American author, music journalist and cultural critic

Greil Marcus (born 1945) is an American author, music journalist and cultural critic notable for producing scholarly and literary essays that place rock music in a much broader framework of culture and politics than is customary in pop music journalism.

Complete freedom meant — no one knew. It was most readily defined in the negative: not this gap between the heaven promised in the new advertisements and the everyday satisfactions I can buy.

Quotes edit

  • ...as I write, Johnny Rotten's first moments in "Anarchy in the U.K."–a rolling earthquake of a laugh, a buried shout, then hoary words somehow stripped of all claptrap and set down in the city streets–I AM AN ANTICHRIST–Remain as powerful as anything I know. Listening to the record today–listening to the way Johnny Rotten tears at his lines, and then hurls the pieces at the world; recalling the all-consuming smile he produced as he sang–my back stiffens; I pull away even as my scalp begins to sweat.
  • Complete freedom meant — no one knew. It was most readily defined in the negative: not this gap between the heaven promised in the new advertisements and the everyday satisfactions I can buy. Not the sense that when I leave my work for my family, and bring my family to a Sunday in the park, my leisure feels like work.
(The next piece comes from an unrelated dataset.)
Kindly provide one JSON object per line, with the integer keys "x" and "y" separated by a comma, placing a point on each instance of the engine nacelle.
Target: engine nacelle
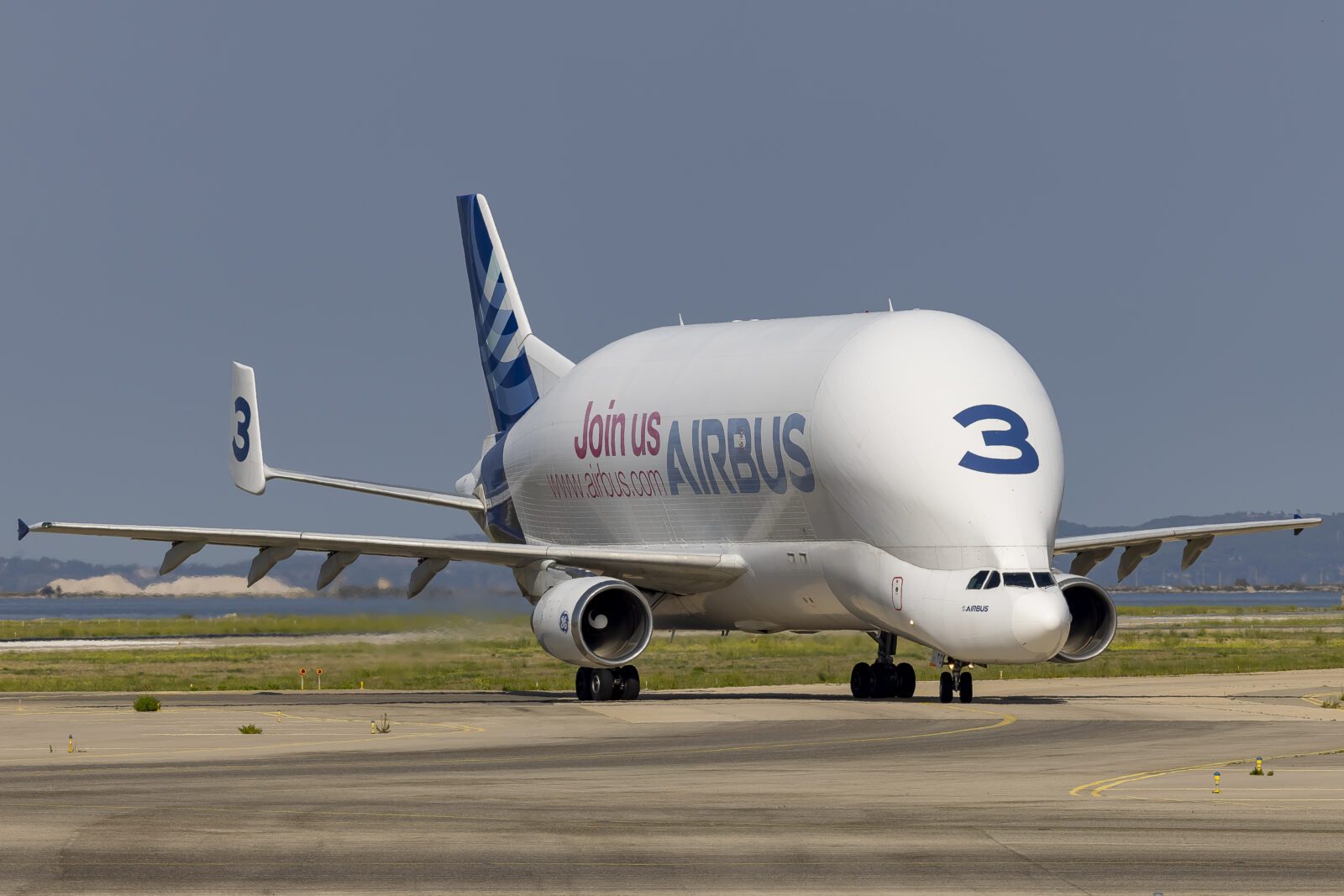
{"x": 1095, "y": 620}
{"x": 593, "y": 621}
Not this mad conviction that I’m a stranger in my own home town, that at work I feel like a machine, that in the park I feel like an advertisement, that at home I feel like a tourist.
  • The moments of perfect pleasure in Johnson's songs, and the beauty of those songs, remind one that it is not the simple presence of evil that is unbearable; what is unbearable is the impossibility of reconciling the facts of evil with the beauty of the world.
    • Marcus on Robert Johnson in Mystery Train: Images of America in Rock 'n' Roll Music (1975, fourth revision May, 1997) p. 31.
  • Van Morrison remains a singer who can be compared to no other in the history of modern popular music.
    • When That Rough God Goes Riding: Listening to Van Morrison (2010).
  • While it's well known that as one gets older, one tends to find changes in the world at large unsettling, confusing, fucking irritating, a rebuke to one's very existence, it's generally not a good idea to make a career out of saying so. (emphasis in the original)
    • Marcus on Don Henley in his "Real Life Rock Top Ten" column in Salon (30 May 2000) reprinted in Real Life Rock: The Complete Top Ten Columns, 1986-2014 (2015), p. 206.